2025-02-07
Divided, we fall
I gave up on the two party system decades ago when I realized that any pretense that the US was democratic was just that, pretense. That the underlying system was, in fact, stacked for capitalism against people. The crisis we see today is the continued unfolding of that reality but it's gotten far worse. But this was the logic of the system, the design of the system. It was predictable and should have been foreseen.
This morning I forced myself to listen to the current episode of Jon Stewart's podcast which I normally don't listen to. This interview with Hakeem Jeffries, representative for Brooklyn seems to affirm just how broken the current political process is, but also, just how broken the Democratic Party is. They still think they are in the game. They still think "reaching across the aisle" has meaning. They're still playing by a rulebook from 10 years ago. They're still trying to use the legal framework of history to control fascists. Trump and his fascists do not bother with the law. Isn't this obvious by now?
In all of this interview I heard nothing to indicate that the Democrats understand the immediate crisis or the deeper institutional, systemic crisis.
The Republican Party is now fascist, the Democratic Party is now a pointless sideshow. Grassroots Democratic activists will dislike hearing that kind of thing and they'll continue to resist. In the short term elected Democratic Senators and Representatives will do their press conferences with small gatherings of protestors in support. They might get injunctions and a few small legal stalls. If street protests gather steam with numbers and frequency, if real resistance is shown in support of elected Democrats, then things will get interesting. If a real mass movement comes out I'd expect Trump to come down hard. Will it get to that point?
That's all in reference to the current moment.
There's also the question of longer-term resistance. Under the umbrella of the Democratic Party as it currently exists it will flail and fail because the current party resists the Left. The larger crisis is not just Trump and the Fascist Party transferring power to oligarchs, it's also the decades long failure of the status quo which the Democratic Party is seen to defend. They view their role as defending the Constitution, the rule of law and the long-standing institutions of government. This last bit, the institutions and bureaucracy, are what so many view as fundamental to the problem. Why?
From the new MAGA Right the messaging is that these institutions are inefficient, wasteful and that in many cases they should not exist in the first place. This is especially true when the institutions are a part of the domestic social safety net, foreign aid or regulation. That's why they're trying to tear it all down. Does this solve deeper problems, the crises we face? Of course not. But this is a fundamental disagreement between the two parties that has existed for many decades. It's not resolvable. It would seem that the MAGA Right has recognized this and has decided it's no longer interested in maintaining that status quo. The plan seems to be stop pretending and to just go for IT. Which is to say, no more pretense of democracy.

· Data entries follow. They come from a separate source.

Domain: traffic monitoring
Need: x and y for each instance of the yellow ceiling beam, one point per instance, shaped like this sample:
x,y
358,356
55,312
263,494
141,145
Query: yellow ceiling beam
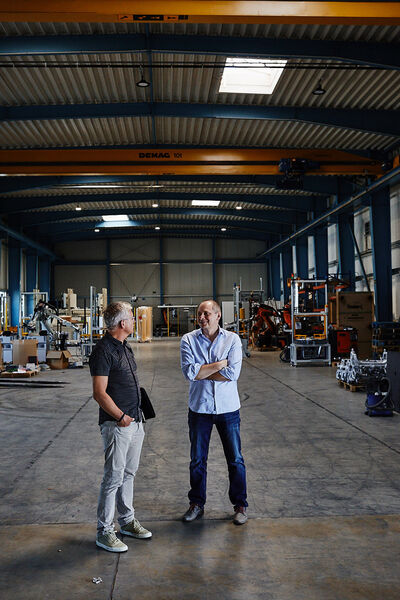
x,y
201,11
178,161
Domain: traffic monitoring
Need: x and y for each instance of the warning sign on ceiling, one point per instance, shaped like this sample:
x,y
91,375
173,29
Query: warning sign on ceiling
x,y
152,18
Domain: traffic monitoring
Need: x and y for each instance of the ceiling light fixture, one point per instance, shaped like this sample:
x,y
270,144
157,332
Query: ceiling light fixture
x,y
319,90
205,202
115,218
142,82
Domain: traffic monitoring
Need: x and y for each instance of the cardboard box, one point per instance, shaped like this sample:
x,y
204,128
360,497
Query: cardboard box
x,y
58,359
24,351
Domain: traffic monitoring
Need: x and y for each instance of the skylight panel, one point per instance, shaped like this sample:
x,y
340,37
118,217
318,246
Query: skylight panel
x,y
205,202
254,77
115,218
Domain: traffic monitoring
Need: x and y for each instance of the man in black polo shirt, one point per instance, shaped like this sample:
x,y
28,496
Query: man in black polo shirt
x,y
116,389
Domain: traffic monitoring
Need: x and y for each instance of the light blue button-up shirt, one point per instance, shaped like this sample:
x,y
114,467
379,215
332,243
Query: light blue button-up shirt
x,y
207,396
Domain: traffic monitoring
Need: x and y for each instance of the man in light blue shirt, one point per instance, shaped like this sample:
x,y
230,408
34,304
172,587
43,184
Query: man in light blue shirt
x,y
211,359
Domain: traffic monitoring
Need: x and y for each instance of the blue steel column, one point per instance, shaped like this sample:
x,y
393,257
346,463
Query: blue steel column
x,y
161,258
320,239
31,279
320,244
302,257
44,274
275,276
287,270
214,267
382,254
14,281
108,268
346,253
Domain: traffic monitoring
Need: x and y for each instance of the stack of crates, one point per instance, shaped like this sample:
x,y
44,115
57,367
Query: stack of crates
x,y
385,335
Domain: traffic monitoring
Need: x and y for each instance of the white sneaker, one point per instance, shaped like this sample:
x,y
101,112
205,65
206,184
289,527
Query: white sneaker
x,y
135,529
110,542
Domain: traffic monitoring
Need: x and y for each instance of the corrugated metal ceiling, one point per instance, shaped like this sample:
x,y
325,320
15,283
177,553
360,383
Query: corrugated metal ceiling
x,y
323,32
122,131
373,89
345,89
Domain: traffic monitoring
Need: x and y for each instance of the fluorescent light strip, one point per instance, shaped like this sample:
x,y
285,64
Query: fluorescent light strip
x,y
115,218
205,202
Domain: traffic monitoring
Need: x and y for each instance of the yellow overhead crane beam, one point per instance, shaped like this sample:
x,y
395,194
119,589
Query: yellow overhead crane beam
x,y
178,161
201,11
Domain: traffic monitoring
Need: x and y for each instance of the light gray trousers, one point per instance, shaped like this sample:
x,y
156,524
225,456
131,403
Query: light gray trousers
x,y
122,448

CHANGE is now happening. I don't see how the old institutions hold. Fascism is here and it has momentum and motivation that's been building for years. In the short term I'm not sure the Left will rise to the occasion. I'm outside the loop looking in, but from my tiny house in the woods it seems like the framework of the resistance is the side that just lost the election. That's a likely indicator of where this goes. The side that lost was (and is) in conflict with itself.
Simplified: younger progressives beat down by older white middle class moderates that have dominated the Democratic Party for decades. It's nothing new. We've seen glimpses of the potential energy of the progressives with Bernie Sanders in 2016 and most recently the anti-Zionist campus activism last year. Last years' protests against the genocide and in support of the Palestinians were beat down. It didn't get the broad support it needed and should have got. That's the energy that's needed now.
Frankly, I don't think the comfortable, moderate white middle class base of the Democratic Party has the stamina or commitment to resist on its own. And the progressives can't do it on their own. I hope I'm wrong but I don't expect the resistance to last long. One day protests won't cut it. This is a crisis that requires all day every day protests. Other countries do it. But the US?